Widzew wraca do Serca Łodzi. W sobotę o godzinie 15 podejmie Stal Mielec. Po maratonie trzech meczów w tydzień, w końcu trener Daniel Myśliwiec miał więcej czasu na pracę z zespołem. – Udało nam się przepracować elementy, których nie mieliśmy okazji przygotować przed poprzednimi meczami. Rozwiałem też wątpliwości piłkarzy, jak powinni się zachowywać by nie tracić goli i co robić, by stwarzać więcej okazji i zdobywać więcej bramek – powiedział trener Widzewa.
W poprzednim spotkaniu łódzki zespół przegrał 2:3 z Piastem Gliwice 2:3. Marek Hanousek stwierdził po meczu, że Widzew podarował rywalom trzy prezenty. – W analizie z piłkarzami wskazałem, że nie będzie nigdy tak, że to jeden zawodnik jest odpowiedzialny za stratę gola, albo za jego zdobycie – twierdzi Myśliwiec. – W meczu z Piastem zrobiliśmy za mało, by zapobiec stracie bramek. To były nasze złe zachowania, ale biorę to w koszty naszej pracy, tego, jak teraz chcemy bronić. Mam nadzieję, że teraz już tak łatwo nie będziemy pozwalać rywalom wchodzić w nasze pole karne i strzelać gole.
CZYTAJ TEŻ: To on na pewno zastąpi Jordiego Sancheza w składzie Widzewa
Widzew przegrał ostatni mecz, ale były też oczywiście pozytywy w grze. – Wymagamy jednak od siebie więcej. Gra dłuższymi fragmentami wygląda nieźle, ale nie przynosiła efektów. Jeden z rywali po meczu w Gliwicach powiedział do nas, że fajnie gramy, ale przecież nie chodzi o to, tylko o to, by mieć efekty. Wierzę, że nasza praca w tym tygodniu sprawi, że nasza gra będzie wyglądała lepiej, ale też będzie przynosić efekty w postaci bramek i wygranych – powiedział Myśliwiec.

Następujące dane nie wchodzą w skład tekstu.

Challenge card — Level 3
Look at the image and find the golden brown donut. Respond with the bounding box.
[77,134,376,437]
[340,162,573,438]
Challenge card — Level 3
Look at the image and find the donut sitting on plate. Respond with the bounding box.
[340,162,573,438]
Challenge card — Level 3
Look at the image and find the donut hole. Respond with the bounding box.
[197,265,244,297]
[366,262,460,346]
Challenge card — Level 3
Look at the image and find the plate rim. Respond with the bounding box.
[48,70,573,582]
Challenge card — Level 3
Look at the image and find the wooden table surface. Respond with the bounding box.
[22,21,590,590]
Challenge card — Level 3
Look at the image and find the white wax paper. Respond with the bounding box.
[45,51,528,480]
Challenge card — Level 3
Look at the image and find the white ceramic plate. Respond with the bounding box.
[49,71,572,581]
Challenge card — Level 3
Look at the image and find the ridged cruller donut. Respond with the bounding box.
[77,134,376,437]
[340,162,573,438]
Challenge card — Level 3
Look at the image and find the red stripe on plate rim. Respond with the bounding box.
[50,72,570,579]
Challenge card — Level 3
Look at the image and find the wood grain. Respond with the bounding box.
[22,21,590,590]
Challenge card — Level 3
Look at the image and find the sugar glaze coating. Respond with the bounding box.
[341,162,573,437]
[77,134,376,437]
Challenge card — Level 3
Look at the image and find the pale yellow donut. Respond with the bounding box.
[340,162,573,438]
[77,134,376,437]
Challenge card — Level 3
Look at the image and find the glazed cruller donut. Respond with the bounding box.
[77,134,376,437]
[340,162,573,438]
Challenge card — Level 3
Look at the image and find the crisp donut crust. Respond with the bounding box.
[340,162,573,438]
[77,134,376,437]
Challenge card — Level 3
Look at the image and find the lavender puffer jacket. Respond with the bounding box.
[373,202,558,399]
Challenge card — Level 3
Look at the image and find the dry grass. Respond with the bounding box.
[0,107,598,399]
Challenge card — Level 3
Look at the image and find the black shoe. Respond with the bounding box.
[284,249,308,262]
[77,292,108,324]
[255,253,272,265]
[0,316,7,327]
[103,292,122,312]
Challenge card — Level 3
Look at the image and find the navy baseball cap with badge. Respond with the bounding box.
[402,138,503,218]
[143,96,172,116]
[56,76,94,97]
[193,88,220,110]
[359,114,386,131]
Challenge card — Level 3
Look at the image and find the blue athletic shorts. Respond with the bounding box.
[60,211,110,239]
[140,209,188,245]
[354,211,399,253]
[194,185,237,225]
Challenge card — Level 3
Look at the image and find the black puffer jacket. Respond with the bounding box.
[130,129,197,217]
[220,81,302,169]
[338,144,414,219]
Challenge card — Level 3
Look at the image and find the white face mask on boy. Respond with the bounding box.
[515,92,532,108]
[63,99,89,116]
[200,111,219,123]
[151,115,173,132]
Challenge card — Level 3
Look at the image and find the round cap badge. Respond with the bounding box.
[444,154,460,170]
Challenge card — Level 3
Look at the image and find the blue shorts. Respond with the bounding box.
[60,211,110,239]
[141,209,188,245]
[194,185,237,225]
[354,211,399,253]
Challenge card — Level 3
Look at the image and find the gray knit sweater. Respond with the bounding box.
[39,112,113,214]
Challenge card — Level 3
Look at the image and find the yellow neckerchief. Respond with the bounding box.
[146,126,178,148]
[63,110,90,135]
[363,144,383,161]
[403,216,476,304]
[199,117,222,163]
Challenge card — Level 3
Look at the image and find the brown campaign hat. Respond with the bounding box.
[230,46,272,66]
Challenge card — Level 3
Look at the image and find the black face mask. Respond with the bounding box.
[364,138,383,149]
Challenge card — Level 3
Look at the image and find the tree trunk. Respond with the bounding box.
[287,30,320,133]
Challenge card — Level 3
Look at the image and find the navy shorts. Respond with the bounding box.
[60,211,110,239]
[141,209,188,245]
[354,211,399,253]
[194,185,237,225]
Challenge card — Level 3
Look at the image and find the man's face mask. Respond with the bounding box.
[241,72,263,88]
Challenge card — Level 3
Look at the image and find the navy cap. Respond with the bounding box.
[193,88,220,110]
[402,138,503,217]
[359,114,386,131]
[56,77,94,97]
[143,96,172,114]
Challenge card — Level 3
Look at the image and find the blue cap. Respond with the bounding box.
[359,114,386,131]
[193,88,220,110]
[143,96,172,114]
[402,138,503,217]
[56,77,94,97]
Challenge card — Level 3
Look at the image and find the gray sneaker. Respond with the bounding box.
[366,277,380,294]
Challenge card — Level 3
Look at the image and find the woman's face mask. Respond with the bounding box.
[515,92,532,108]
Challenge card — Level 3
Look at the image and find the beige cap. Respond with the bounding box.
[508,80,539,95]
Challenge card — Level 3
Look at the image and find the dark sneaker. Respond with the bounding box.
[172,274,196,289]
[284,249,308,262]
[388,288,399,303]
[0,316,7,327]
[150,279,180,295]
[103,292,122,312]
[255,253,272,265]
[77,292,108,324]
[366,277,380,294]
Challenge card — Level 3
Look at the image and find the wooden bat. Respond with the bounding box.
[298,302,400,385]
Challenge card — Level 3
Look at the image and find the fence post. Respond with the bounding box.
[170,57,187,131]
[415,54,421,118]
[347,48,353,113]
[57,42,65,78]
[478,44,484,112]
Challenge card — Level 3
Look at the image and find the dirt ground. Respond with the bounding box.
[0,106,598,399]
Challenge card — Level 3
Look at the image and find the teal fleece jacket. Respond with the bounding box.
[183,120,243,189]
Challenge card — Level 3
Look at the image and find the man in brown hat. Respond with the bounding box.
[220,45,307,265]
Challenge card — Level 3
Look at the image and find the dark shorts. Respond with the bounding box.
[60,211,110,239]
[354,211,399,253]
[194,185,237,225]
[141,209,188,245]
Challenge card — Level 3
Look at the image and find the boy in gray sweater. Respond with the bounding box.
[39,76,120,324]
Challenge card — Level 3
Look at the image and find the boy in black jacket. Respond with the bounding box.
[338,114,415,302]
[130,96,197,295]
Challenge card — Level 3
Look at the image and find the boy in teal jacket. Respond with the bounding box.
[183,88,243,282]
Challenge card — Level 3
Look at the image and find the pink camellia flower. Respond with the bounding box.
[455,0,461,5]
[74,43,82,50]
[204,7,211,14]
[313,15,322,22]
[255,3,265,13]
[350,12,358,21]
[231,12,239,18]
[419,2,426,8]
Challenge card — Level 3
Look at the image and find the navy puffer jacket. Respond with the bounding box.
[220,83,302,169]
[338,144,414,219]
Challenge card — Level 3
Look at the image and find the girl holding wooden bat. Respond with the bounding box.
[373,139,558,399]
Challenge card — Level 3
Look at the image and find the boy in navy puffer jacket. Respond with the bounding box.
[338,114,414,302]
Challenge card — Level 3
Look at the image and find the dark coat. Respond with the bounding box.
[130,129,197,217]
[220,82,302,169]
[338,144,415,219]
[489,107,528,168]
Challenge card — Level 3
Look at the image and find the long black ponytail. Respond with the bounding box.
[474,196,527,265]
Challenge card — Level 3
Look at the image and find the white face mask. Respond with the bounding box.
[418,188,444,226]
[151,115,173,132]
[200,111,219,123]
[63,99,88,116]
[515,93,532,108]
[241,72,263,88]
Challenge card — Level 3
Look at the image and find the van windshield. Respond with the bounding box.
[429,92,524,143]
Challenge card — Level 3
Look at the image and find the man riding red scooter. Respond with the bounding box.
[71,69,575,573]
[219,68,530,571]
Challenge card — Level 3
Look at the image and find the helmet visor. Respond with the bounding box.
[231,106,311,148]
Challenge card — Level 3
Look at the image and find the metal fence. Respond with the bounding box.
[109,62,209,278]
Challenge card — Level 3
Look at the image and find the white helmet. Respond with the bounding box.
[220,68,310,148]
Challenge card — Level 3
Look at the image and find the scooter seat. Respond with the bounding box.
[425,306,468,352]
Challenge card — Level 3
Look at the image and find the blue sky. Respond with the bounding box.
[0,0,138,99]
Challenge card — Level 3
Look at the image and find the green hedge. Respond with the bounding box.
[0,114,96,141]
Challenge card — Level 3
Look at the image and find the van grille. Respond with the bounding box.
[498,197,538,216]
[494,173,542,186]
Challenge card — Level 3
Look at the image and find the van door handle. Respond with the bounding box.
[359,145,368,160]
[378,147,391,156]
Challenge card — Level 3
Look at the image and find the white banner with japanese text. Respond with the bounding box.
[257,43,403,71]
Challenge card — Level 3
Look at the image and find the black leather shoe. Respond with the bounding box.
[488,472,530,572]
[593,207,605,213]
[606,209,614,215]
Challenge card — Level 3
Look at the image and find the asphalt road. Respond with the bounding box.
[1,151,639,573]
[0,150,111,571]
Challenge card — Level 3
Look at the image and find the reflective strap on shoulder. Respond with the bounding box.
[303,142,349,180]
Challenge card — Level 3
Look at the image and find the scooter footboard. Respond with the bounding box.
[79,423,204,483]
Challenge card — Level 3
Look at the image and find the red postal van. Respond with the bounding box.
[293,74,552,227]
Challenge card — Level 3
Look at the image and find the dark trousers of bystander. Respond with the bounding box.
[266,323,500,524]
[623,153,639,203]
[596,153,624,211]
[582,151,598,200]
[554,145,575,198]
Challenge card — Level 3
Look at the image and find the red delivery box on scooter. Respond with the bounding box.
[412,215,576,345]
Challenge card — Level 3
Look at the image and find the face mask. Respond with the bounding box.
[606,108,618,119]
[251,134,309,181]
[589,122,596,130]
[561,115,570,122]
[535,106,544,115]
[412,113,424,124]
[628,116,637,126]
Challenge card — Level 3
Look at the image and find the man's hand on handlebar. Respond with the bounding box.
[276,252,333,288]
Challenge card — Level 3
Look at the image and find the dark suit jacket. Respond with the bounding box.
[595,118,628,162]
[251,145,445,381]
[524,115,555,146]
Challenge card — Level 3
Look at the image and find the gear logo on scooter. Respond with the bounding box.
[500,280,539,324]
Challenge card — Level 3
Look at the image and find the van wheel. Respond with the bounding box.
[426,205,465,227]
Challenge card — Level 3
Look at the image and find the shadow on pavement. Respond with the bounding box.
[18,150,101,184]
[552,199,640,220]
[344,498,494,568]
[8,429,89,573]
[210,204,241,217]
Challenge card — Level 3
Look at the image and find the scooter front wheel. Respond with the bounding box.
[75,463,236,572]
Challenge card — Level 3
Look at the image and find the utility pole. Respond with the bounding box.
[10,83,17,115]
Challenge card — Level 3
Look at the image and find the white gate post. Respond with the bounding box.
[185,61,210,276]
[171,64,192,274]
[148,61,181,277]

Jak zawsze na konferencjach padły pytania o rywala. – Bardzo podobają mi się niektóre jednostki w tej drużynie, które są tam już od dawna. Są skuteczni, bez względu na to, z kim pracują. Mam na myśli np. Matrasa, który ma niebywałą skuteczność odbiorów – mówi trener Widzewa.
I dodał: – To nieobliczalna drużyna, trzeba być czujnym w każdym momencie. Niektórzy mogą wyglądać niepozornie, ale nie bez powodu co sezon od awansu Stal realizuje swoje cele. Nie zawsze jest jednak doceniania.